Tenzou rubbed his leg, kneading it, and rounded a sweeping corner leading into his cul-de-sac. It probably didn't say anything good about his state of mind that his first thought upon seeing the flashing blue lights was that his dead lover had finally said enough was enough and set the house on fire.
It was probably even more telling that the next thought he had after ghostly arson was that his stalker had done it, instead. Tenzou made excuses to himself for the state of his obvious insanity, and when he rolled down the window, he rationalized that smelling for smoke was normal and not, say, an indicator that Tenzou should experience the inside of a strait jacket sooner rather than later. Tenzou hit the brakes and came to a halt next to an officer taking a statement from Diane, who was wrapped in a red robe with fur trim holding her poor dog in a suffocating clench.
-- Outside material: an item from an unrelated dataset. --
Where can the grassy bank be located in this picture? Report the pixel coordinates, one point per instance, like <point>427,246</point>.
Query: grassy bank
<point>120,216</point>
"Can I help you, sir?" the officer said.
"That's him!" Diane interjected, one finger tipped with a pink nail pointing at Tenzou in accusation. "That's my neighbor, Tenzou Asashi."
"Sir?" the officer inquired, tiredly.
"I live here," Tenzou confirmed, wallet already in hand to show as proof. "What happened?"
"The alarm was triggered, sir," the officer explained, giving Tenzou back his identification. "The security team came out, found evidence of a break-in, and called us."
"Shit," Tenzou muttered, but he was more exhausted by the news than worried for his home.
"We would have informed you earlier, sir, but we were unable to reach you."
"Oh," Tenzou said, guiltily thinking of his cell phone, which was off and in his coat pocket. "Ah, yes. I was... unavailable."
The cop nodded, in sympathy or sheer unconcern, Tenzou wasn't sure. "There are more men doing a sweep, sir, so if you could wait here until we know it's safe--"
The radio receiver on the officer's shoulder clicked. "White, over," it chirped.
Officer White pressed a button. "Go ahead."
"Interior of the house, shop, and perimeter are secure. Nobody here. Just broken glass and paint."
"Is that Shiranui?" Tenzou asked, recognizing the voice.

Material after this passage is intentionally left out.